Наступил новый 1961 год, работа над дипломом шла полным ходом. Надо было начертить то ли 11, то ли 12 листов.  Листы удобнее было чертить, найдя свободный кульман в КБ. Первый лист – общий вид пусковой установки, дальше-общий вид привода, общий вид преобразователя, деталировка, блок-схема привода, принципиальная схема привода, схема логической ячейки, общий вид ячейки, два технологических листа. Кроме того надо было написать пояснительную записку с технологической и экономической частями.

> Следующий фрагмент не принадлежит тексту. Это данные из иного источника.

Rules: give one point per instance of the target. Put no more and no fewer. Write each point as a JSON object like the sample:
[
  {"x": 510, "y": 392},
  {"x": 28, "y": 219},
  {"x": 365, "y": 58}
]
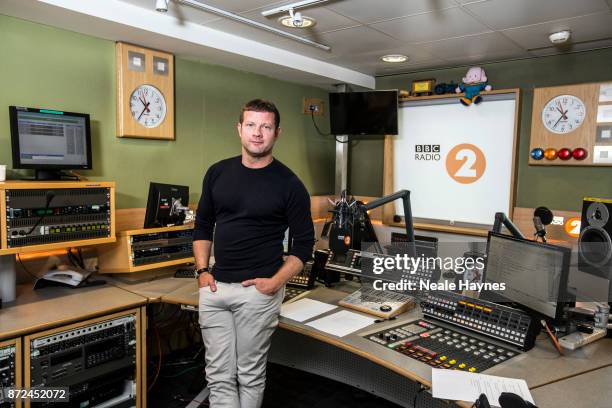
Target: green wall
[
  {"x": 48, "y": 67},
  {"x": 554, "y": 187}
]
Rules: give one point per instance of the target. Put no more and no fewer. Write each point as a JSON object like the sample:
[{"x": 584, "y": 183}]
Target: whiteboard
[{"x": 456, "y": 161}]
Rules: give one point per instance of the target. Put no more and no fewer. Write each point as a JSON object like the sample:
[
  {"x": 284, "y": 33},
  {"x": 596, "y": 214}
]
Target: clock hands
[{"x": 146, "y": 106}]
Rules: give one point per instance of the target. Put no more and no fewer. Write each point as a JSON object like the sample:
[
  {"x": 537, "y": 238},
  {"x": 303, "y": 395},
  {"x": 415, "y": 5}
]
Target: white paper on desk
[
  {"x": 342, "y": 323},
  {"x": 304, "y": 309},
  {"x": 466, "y": 386}
]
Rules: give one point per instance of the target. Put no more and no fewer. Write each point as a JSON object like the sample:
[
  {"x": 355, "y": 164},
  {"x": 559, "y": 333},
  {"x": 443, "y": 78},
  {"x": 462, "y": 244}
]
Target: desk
[
  {"x": 592, "y": 389},
  {"x": 152, "y": 290},
  {"x": 351, "y": 359},
  {"x": 357, "y": 361}
]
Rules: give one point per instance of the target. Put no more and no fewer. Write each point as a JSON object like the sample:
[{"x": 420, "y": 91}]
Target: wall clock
[
  {"x": 563, "y": 114},
  {"x": 145, "y": 92},
  {"x": 571, "y": 125}
]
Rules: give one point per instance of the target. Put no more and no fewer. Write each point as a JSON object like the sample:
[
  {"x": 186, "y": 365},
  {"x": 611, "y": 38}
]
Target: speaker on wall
[{"x": 595, "y": 242}]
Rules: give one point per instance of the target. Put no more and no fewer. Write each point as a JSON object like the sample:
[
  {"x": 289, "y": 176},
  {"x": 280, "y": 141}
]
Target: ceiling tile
[
  {"x": 400, "y": 69},
  {"x": 246, "y": 31},
  {"x": 415, "y": 55},
  {"x": 572, "y": 48},
  {"x": 502, "y": 14},
  {"x": 368, "y": 11},
  {"x": 327, "y": 20},
  {"x": 481, "y": 44},
  {"x": 182, "y": 13},
  {"x": 432, "y": 26},
  {"x": 303, "y": 49},
  {"x": 487, "y": 58},
  {"x": 585, "y": 28},
  {"x": 359, "y": 39},
  {"x": 238, "y": 6}
]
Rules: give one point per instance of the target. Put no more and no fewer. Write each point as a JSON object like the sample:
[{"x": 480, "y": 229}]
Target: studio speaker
[{"x": 595, "y": 242}]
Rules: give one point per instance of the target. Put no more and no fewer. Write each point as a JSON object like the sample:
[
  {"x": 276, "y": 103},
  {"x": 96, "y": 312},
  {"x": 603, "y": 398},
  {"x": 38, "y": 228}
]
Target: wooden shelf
[{"x": 118, "y": 256}]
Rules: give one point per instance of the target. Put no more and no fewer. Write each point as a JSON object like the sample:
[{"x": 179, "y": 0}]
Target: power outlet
[{"x": 313, "y": 106}]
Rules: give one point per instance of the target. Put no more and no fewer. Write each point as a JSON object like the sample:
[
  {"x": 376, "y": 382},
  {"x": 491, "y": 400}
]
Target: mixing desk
[{"x": 442, "y": 347}]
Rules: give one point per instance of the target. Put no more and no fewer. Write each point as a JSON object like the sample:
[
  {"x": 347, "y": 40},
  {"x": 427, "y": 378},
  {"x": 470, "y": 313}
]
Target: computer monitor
[
  {"x": 166, "y": 205},
  {"x": 535, "y": 274},
  {"x": 49, "y": 141},
  {"x": 363, "y": 113}
]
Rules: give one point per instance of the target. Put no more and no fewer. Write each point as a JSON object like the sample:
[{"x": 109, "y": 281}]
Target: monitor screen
[
  {"x": 363, "y": 113},
  {"x": 165, "y": 205},
  {"x": 49, "y": 139},
  {"x": 535, "y": 274}
]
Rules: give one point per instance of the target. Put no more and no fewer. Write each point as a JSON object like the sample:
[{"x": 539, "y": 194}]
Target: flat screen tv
[
  {"x": 363, "y": 113},
  {"x": 49, "y": 141}
]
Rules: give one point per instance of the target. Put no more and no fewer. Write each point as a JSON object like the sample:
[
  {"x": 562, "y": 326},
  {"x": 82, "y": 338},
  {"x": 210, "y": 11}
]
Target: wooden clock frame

Оказалось, что похожая тема диплома есть еще у одной дипломницы с пятого факультета  – Риммы Александровой, у которой руководителем был  новый начальник седьмой лаборатории - Михаил Михайлович Малофеев, назначенный вместо Розанова,(ставшего зам. начальника 12 отдела). В принципе, дипломы у нас были похожие, (оба в элементной и схемной части базирующиеся на отчете НИИ-17), разница была в построении схемы анализа сигнала ошибки для выбора кратчайшего пути. Я все сделал на тех же ячейках, а Римма с Михаилом Михайловичем – на обычных  логических элементах. В конце февраля была назначена защита. Кто был моим руководителем от кафедры – вспомнить уже не могу. Рецензентом был Михаил Михайлович. Он очень тщательно все прочитал "от корки до корки" , и заявил, что моя схема неработоспособна. Я не согласился, поскольку был в ней уверен. На следующий день, с самого утра пришел Михаил Михайлович , извинился и сказал, что он дома еще раз все проверил, все у меня правильно . Рецензию он написал прекрасную. Защита происходила в кабинете главного инженера, прошла она легко  и была оценена на "отлично".